Machiavelli reading (1)

When evening comes, I return home and go into my study. On the threshold I strip off my muddy, sweaty, workday clothes, and put on the robes of court and palace, and in this graver dress I enter the antique courts of the ancients and am welcomed by them, and there I taste the food that alone is mine, and for which I was born. And there I make bold to speak to them and ask the motives of their actions, and they, in their humanity, reply to me. And for the space of four hours I forget the world, remember no vexation, fear poverty no more, tremble no more at death: I pass indeed into their world.* 
So wrote Niccolò Machiavelli of the pleasure he found in reading.  And while the robes of court and palace are in short supply at my house, I do take off my shoes the instant I am in the door, and don a pair of raggedy, paint stained comfortable old shorts that I hope I won't be caught dead in.  Though I probably will. And then, like Nico, I start to read.

For a long time my passions in reading were much the same as his.  The ancients he's talking about are the Greeks and Romans.  Plato, Homer, Sophocles, Aristotle, Thucydides, Cicero, Vergil, Tacitus, Sallust, Livy --  I spent years immersed in their works, in conversation with them as Machiavelli imagines it.  And I loved every minute of that conversation.  Indeed (yes, I said indeed) I had the great good fortune to make my living in that conversation for quite a few years.  For someone who finds joy in reading and talking about books to be able to make his living doing so is a rare convergence of the useful and the sweet. 

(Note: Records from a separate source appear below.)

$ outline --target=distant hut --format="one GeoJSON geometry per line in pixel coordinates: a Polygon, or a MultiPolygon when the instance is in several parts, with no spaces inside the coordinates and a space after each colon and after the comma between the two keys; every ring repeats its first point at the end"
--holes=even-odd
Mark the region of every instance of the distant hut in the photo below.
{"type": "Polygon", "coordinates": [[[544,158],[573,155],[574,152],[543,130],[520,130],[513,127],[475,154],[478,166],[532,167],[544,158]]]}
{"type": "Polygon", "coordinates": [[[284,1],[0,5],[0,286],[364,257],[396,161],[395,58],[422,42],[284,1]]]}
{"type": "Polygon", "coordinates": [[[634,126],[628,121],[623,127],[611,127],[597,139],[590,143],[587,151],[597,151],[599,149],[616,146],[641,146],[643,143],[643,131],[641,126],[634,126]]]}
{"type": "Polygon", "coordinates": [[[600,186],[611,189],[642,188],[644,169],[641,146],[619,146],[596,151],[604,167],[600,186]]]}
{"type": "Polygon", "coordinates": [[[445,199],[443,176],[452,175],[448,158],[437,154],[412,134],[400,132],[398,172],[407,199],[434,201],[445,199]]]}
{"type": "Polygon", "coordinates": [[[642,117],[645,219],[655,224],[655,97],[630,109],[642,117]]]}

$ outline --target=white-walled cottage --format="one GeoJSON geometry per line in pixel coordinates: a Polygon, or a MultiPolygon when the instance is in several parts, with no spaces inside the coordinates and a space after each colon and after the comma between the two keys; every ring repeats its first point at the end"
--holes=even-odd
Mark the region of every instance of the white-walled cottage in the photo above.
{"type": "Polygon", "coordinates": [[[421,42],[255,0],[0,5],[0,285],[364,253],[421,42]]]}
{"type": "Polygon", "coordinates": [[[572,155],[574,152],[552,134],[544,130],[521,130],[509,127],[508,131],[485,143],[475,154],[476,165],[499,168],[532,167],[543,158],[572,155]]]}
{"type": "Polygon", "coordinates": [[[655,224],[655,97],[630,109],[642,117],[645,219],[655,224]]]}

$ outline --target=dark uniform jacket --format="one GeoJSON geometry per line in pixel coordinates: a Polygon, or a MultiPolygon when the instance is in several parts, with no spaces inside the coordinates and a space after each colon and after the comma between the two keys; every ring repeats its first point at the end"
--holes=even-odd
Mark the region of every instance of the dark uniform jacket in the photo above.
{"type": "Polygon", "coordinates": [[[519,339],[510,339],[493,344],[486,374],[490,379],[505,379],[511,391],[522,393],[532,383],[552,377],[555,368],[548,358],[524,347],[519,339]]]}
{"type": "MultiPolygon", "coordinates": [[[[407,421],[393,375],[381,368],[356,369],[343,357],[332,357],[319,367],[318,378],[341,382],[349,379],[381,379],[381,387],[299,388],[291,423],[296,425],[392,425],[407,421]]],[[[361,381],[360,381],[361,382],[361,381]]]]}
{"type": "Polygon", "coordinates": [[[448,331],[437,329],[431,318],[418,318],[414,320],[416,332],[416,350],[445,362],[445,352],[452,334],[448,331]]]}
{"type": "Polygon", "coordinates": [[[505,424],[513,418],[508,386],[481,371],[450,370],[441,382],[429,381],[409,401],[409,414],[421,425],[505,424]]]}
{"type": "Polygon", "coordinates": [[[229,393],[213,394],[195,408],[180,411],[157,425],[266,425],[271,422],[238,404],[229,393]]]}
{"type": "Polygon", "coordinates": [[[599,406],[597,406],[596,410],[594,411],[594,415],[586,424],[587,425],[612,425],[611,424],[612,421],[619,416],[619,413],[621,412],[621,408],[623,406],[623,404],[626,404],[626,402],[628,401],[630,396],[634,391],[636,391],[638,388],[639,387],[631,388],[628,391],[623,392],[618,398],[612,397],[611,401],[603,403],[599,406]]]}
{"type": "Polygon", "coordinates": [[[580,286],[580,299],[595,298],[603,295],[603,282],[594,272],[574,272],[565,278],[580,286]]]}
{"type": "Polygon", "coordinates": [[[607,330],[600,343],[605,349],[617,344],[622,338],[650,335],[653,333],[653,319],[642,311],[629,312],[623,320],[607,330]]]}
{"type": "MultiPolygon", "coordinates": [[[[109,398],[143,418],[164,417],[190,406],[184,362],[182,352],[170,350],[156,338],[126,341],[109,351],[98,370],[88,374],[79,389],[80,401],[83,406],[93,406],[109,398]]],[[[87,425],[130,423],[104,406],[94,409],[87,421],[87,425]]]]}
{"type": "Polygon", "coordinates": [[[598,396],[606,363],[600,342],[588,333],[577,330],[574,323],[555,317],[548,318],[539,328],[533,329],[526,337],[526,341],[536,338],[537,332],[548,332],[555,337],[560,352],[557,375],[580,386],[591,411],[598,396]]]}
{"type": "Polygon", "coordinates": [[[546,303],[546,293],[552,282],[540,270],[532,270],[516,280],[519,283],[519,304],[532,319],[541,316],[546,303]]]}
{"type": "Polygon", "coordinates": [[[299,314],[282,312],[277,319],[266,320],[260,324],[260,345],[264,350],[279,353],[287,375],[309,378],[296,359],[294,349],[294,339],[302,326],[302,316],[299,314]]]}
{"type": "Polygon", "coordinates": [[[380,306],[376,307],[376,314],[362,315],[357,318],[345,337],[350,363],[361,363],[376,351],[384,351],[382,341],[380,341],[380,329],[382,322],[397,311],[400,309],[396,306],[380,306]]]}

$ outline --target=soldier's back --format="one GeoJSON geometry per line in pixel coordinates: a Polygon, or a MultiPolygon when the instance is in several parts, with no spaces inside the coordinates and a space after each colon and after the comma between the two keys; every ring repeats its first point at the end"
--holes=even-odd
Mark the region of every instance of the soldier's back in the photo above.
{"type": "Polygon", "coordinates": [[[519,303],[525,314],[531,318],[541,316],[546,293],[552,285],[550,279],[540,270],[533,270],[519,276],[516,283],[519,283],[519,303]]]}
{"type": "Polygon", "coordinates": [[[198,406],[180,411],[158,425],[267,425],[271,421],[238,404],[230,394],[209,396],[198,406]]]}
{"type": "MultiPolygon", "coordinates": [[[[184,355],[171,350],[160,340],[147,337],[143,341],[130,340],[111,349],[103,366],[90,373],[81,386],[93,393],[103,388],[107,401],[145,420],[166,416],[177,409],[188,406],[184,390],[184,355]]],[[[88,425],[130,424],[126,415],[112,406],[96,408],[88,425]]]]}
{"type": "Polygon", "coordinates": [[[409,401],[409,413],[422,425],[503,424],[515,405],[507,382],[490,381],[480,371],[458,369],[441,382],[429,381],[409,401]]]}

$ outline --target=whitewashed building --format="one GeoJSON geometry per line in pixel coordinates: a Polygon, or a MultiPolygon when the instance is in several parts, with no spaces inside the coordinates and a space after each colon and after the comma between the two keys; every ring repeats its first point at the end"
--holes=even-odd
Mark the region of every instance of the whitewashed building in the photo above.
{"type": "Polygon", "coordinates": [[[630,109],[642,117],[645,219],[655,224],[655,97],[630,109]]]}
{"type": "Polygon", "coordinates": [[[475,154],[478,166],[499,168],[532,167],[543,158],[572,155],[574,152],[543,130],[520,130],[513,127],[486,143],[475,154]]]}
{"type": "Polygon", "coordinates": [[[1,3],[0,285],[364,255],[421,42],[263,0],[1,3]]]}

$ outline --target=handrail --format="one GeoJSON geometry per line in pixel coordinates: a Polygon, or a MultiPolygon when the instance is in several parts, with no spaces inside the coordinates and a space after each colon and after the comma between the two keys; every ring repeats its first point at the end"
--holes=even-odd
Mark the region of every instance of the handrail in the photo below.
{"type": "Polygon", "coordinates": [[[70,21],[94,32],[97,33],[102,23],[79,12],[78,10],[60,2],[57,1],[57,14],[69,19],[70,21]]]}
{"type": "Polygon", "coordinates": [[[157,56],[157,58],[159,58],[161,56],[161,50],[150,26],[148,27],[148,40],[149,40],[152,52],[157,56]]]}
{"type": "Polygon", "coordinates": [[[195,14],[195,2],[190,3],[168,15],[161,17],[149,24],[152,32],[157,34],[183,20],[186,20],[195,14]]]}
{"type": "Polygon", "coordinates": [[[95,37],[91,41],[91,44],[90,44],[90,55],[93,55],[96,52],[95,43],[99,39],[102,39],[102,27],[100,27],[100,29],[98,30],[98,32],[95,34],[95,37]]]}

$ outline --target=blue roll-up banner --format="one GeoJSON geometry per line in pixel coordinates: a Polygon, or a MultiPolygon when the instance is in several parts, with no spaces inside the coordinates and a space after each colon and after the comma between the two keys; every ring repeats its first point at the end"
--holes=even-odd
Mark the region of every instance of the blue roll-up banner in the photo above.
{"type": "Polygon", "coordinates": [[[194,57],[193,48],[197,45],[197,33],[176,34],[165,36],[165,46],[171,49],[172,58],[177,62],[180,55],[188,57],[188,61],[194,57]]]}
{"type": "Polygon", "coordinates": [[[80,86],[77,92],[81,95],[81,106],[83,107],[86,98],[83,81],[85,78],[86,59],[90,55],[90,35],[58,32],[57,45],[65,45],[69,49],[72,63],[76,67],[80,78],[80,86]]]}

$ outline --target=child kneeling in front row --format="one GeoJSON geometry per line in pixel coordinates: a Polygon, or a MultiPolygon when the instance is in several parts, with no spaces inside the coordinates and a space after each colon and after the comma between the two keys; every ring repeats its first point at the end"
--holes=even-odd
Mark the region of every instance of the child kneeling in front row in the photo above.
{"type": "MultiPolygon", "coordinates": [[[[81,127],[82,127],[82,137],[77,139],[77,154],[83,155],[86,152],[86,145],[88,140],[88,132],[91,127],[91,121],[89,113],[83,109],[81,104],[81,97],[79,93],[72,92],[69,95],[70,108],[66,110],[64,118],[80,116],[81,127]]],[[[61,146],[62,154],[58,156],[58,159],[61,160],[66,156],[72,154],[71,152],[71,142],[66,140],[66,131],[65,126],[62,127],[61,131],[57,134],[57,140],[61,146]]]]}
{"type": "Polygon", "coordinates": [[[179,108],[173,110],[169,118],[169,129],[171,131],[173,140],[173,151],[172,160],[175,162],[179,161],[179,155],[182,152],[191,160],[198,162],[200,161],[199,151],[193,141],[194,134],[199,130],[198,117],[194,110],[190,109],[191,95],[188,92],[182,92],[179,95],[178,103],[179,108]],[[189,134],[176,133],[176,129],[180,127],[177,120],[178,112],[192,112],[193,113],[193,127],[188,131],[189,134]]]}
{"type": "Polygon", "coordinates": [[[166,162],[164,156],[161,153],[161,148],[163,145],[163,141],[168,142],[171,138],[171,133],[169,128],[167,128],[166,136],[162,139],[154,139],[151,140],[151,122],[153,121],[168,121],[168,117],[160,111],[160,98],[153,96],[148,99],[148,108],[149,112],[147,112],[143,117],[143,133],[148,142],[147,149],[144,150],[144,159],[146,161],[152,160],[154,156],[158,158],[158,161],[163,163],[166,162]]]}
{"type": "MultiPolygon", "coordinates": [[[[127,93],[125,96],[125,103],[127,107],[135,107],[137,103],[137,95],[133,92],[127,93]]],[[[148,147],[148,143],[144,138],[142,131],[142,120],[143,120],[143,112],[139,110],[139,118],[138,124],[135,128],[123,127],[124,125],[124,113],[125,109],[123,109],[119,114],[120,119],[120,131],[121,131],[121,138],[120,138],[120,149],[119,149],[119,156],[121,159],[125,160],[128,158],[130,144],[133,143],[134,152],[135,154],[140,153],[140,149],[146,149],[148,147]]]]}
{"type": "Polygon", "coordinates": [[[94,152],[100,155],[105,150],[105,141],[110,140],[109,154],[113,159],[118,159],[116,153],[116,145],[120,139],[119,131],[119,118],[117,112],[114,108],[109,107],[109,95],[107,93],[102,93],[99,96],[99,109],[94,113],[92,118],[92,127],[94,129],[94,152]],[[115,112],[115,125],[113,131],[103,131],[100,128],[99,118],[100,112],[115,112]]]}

But time passed on, and nowadays I read mostly modern fiction -- okay, one thing you need to understand here is that for me ancient means "before the Middle Ages," not "before I was born;" and "modern" means "not ancient, medieval, or renaissance, but later," which, I grant you, makes the concept a bit wibbly-wobbly.  We won't even get into Modern and Post-Modern (capital letters, like money, change everything) -- but the pleasure of the conversation with the moderns and their characters is as great or greater.  Let's face it.  Miss Elizabeth Bennet is more out and out fun to pass an evening with than Socrates.  Both of them will cut you to pieces with their wit, but at least with Eliza Bennet you can also meditate on the very great pleasure which a pair of fine eyes in the face of a pretty woman can bestow.  It is another convergence of the useful and the sweet.  With Socrates, not so much.

*Quoted from from J.R. Hale, The Literary Works of Machiavelli (London, 1961) p. 139.